Bugüne kadar alınan ‘acele kamulaştırma’ kararlarından 80'i kentsel dönüşüm için alınırken, bin 605'i de HES ve RES yapımı gibi enerji alanlarına dair alındı. Bunların yanı sıra baraj, sulama, içme suyu, dere ıslahı gibi alanlarda 101, yol yapımları için 104 ‘acele kamulaştırma’ kararı alındı. Maden ve çeşitli alanlarda alınan kararların sayısı ise 45. Türkiye'de neredeyse her derenin mücadele ettiği bir sorun haline gelen HES'lerin yapılmasında bu kadar yoğun ‘acele kamulaştırma’ kararının alınmasının nedeni ise çıkabilecek hukuki engelleri aşmak ve HES yapımını hızlandırmak şeklinde değerlendiriliyor.
Diyarbakır’ın Sur ilçesi için aslında daha önceden ‘Kentsel Dönüşüm Projesi’ düşünülüyordu. Ancak hükümet bir türlü bunu hayata geçiremedi. Nedeni ise buranın UNESCO Dünya Mirası listesinde yer alması ve birinci derece ‘Sit’ alanından oluşmasıydı.
Ancak burada Özyönetim ilanının ardından başlayan çatışmalar bir nevi büyük bir fırsat olarak görüldüğü iddia edildi. Tankların, topların ve diğer ağır silahların kullanıldığı şehrin dar sokaklarında bulunan tarihi eserler ve ibadethaneler dahil binlerce yapı büyük zarar gördü.
Acaba bu yapılar bilinçli olarak mı yıkıldı? Çeşitli STK’lar bunun buradaki ‘Kentsel Dönüşüm’e destek için yapıldığını ve bilinçli olarak binaların ağır silahlarla yıkıldığını belirtiyorlar.
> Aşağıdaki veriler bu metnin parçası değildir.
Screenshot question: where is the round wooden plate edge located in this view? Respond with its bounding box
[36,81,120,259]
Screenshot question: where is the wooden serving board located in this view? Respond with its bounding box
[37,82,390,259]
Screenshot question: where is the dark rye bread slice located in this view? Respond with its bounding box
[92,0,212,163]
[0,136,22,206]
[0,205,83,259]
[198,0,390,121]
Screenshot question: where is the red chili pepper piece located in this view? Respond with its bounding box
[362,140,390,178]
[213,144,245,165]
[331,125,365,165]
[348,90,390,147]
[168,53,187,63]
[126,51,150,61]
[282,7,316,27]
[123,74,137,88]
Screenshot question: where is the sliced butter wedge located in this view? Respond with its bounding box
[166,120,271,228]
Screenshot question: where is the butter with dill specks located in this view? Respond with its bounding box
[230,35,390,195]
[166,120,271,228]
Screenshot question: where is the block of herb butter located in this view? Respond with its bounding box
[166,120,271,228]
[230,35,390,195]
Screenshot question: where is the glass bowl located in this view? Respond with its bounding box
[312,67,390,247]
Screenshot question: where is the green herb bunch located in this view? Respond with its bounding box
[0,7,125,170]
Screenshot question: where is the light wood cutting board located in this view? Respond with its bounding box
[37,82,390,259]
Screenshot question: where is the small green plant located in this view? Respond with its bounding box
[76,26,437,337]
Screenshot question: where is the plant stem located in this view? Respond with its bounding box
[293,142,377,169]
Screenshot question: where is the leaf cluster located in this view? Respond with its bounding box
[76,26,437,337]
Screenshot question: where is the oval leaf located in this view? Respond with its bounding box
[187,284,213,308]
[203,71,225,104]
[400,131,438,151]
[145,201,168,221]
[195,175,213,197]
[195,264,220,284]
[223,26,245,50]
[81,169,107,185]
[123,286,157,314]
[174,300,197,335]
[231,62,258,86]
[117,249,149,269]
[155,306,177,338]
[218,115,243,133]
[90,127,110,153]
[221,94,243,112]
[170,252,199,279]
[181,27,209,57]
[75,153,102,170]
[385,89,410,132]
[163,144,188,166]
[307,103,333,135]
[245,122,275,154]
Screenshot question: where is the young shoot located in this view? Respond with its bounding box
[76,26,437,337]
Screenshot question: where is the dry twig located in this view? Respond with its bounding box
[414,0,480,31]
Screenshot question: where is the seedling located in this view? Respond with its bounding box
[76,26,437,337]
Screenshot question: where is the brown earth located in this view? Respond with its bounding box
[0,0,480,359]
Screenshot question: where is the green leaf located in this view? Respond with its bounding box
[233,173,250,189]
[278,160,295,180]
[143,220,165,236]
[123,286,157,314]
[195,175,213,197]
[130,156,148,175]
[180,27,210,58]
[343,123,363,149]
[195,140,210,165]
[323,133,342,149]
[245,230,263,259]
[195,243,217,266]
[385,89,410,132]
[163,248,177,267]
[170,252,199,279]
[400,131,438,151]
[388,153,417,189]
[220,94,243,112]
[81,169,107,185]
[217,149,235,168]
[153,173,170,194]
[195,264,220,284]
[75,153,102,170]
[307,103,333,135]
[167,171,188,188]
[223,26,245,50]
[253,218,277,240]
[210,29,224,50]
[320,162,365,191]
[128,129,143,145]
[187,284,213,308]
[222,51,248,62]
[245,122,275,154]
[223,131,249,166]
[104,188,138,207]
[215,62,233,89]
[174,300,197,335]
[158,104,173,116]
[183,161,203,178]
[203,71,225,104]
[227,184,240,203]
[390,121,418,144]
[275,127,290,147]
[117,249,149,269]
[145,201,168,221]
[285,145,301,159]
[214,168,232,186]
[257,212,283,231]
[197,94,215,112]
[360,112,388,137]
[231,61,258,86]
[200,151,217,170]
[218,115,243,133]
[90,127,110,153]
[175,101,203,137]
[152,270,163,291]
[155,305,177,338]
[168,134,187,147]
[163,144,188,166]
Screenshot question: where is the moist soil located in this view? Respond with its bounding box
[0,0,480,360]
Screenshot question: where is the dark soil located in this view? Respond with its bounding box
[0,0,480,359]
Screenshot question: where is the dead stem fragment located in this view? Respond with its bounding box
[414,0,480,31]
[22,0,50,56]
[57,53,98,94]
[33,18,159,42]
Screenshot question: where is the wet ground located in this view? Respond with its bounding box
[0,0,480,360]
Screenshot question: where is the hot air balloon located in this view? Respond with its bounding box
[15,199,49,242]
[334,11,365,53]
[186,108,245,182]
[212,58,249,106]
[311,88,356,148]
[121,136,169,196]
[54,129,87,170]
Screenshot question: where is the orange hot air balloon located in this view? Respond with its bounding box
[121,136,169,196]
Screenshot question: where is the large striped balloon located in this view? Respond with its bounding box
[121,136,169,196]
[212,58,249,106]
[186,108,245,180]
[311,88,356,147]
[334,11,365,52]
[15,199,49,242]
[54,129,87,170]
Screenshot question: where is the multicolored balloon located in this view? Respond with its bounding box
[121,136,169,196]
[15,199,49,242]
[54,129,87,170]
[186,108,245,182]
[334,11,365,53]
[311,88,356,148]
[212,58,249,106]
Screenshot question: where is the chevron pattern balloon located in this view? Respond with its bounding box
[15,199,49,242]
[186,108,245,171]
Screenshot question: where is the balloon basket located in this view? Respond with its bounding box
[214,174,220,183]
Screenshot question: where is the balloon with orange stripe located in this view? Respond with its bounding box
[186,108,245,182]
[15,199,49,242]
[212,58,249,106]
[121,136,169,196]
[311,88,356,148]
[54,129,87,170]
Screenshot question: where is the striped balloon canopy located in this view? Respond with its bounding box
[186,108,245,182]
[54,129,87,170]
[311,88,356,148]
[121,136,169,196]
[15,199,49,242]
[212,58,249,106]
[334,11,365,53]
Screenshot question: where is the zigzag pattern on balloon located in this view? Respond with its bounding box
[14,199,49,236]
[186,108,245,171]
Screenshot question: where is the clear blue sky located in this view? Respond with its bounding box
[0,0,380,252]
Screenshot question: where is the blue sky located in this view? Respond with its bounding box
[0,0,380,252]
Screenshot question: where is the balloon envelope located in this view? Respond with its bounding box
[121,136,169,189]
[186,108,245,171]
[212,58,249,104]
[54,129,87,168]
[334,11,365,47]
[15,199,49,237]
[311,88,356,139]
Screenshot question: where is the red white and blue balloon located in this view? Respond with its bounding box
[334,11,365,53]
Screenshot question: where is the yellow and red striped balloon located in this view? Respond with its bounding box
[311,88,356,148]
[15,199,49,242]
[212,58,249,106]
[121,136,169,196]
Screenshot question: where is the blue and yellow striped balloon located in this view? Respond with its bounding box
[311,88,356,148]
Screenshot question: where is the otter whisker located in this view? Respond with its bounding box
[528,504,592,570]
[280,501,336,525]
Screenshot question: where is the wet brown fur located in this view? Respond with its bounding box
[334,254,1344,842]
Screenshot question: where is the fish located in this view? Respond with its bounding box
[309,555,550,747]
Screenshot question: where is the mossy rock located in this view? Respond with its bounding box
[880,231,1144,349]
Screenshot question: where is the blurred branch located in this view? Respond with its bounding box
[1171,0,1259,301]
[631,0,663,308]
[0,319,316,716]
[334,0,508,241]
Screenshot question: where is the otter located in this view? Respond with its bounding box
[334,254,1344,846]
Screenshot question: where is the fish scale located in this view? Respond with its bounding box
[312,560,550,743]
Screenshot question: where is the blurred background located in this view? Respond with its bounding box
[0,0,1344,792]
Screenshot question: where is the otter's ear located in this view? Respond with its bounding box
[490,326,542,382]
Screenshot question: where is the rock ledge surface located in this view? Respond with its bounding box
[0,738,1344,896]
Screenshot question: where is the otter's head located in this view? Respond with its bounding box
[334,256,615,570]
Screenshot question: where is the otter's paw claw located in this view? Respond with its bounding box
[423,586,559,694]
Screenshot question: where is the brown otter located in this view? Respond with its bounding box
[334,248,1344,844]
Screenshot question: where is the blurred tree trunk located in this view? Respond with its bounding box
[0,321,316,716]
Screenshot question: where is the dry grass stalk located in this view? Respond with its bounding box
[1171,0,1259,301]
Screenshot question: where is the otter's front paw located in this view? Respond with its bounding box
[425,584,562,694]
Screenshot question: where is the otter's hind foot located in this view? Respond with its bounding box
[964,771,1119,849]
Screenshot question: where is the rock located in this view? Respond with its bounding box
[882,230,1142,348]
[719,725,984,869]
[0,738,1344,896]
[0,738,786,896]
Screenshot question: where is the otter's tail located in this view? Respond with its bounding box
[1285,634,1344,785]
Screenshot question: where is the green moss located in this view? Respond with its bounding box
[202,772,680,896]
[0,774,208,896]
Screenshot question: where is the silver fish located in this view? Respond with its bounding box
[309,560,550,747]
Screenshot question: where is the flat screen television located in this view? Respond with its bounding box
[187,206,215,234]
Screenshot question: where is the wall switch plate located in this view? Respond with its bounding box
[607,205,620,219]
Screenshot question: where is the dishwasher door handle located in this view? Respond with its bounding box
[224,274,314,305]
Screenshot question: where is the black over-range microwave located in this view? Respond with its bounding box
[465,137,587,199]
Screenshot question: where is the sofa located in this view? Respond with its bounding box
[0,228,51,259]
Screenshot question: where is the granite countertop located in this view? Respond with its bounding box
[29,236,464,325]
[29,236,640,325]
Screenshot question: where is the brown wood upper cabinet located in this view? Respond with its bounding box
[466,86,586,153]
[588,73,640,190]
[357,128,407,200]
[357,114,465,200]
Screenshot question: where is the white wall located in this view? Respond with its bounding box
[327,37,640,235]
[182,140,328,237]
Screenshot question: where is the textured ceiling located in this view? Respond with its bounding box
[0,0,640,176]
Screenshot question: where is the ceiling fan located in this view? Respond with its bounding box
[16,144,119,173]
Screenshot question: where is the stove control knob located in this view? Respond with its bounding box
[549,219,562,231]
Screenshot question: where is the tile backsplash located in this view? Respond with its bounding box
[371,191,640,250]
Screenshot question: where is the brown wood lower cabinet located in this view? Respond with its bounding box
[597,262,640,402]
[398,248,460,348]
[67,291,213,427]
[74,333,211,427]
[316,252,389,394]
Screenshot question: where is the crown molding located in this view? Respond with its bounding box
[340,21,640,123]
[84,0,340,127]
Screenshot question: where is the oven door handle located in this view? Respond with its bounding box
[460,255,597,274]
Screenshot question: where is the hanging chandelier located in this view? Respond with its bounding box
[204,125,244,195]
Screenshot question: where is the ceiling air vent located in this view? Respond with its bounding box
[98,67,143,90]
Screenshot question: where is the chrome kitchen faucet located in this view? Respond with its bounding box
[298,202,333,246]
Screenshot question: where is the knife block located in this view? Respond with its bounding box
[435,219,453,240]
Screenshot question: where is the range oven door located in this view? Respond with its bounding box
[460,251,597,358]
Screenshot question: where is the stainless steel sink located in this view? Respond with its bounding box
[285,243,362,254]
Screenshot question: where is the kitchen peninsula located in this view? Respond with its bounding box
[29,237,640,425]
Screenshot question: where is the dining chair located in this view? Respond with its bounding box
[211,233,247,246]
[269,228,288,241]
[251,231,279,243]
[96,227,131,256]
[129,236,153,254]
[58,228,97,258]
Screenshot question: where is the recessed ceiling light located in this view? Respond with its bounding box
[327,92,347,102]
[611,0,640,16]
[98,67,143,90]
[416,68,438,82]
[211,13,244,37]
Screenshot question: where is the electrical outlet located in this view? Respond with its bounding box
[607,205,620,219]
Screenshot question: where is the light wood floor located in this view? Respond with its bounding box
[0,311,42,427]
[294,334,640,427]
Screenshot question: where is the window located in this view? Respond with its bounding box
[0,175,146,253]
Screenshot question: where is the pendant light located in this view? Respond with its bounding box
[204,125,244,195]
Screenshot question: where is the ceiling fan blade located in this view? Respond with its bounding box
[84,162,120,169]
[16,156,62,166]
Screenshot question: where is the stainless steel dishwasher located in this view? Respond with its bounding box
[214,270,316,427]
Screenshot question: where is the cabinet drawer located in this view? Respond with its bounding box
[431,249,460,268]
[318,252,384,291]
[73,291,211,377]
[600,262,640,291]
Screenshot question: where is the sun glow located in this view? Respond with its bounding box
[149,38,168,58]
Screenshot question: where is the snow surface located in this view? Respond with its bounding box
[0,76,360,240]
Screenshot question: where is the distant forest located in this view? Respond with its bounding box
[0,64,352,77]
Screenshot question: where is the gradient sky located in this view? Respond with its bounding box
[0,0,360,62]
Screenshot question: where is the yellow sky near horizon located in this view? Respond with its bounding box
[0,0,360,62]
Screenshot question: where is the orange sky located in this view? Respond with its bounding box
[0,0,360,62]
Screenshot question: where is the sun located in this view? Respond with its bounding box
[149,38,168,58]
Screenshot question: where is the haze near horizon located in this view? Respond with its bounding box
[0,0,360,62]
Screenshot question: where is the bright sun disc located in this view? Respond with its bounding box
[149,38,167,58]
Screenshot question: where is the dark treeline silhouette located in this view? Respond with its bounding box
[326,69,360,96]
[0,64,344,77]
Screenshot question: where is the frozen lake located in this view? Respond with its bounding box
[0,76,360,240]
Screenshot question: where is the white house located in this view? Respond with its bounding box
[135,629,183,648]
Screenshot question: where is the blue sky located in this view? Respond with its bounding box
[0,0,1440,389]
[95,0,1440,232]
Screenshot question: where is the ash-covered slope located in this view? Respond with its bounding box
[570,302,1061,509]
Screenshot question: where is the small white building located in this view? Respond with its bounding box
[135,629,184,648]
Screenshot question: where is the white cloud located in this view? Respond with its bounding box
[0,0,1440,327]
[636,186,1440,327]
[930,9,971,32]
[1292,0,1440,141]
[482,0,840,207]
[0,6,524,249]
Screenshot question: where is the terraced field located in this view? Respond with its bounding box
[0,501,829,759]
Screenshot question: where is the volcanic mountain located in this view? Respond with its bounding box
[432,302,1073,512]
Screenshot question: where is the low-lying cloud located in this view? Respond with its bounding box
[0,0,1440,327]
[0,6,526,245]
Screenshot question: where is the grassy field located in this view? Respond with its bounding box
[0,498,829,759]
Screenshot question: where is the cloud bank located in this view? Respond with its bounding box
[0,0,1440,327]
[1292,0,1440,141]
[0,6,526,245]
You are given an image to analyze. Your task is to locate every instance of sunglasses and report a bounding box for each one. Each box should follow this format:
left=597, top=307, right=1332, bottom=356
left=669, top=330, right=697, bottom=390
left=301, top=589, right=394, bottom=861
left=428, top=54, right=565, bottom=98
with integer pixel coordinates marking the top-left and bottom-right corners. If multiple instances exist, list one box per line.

Diyarbakır Barosu Başkanı Tahir Elçi de işte bu duruma dikkat çekmek ve polisin dört ayaklı minareye yönelik silahlı saldırısını duyurmak için canından oldu.
Bugün Sur’da alınan ‘Acele kamulaştırma’ kararına tepkiler çığ gibi büyüyor.
Hükümetin kararı alırken, sivil toplum örgütlerinden herhangi bir görüş almadığını belirten STK’lar, kararın 2942 sayılı kamulaştırma kanununa, mülkiyet hakkını koruma altına alan Türkiye Cumhuriyeti Anayasası'na ve Avrupa İnsan Hakları Sözleşmesi’ne (AİHS) aykırılık teşkil ettiği inancında olduklarını söyledi.
Şimdilerde Ak Parti Diyarbakır Milletvekili Mehmet Galip Ensarioğlu'nun Sur'a gönderdiği bir ekibin ev ev dolaşarak, yurttaşların evlerini satın almaya çalıştığı iddia ediliyor.
Bu devasa projeler tabiki birilerini zengin ediyor. Bunu bugüne kadar en fazla Ak Parti yaptı. Bir yerde büyük paralarla birilerine rant sağlanırken, Hasankeyf’teki vatandaşların kamulaştırma paralarını ise en düşük seviyeden vermek için binbir takla atıyorlar.
Tüm bunlar ‘Kentsel Dönüşümün’ hükümete yakın kişiler için ‘Rantsal Dönüşüm’ olduğunu ortaya koyuyor.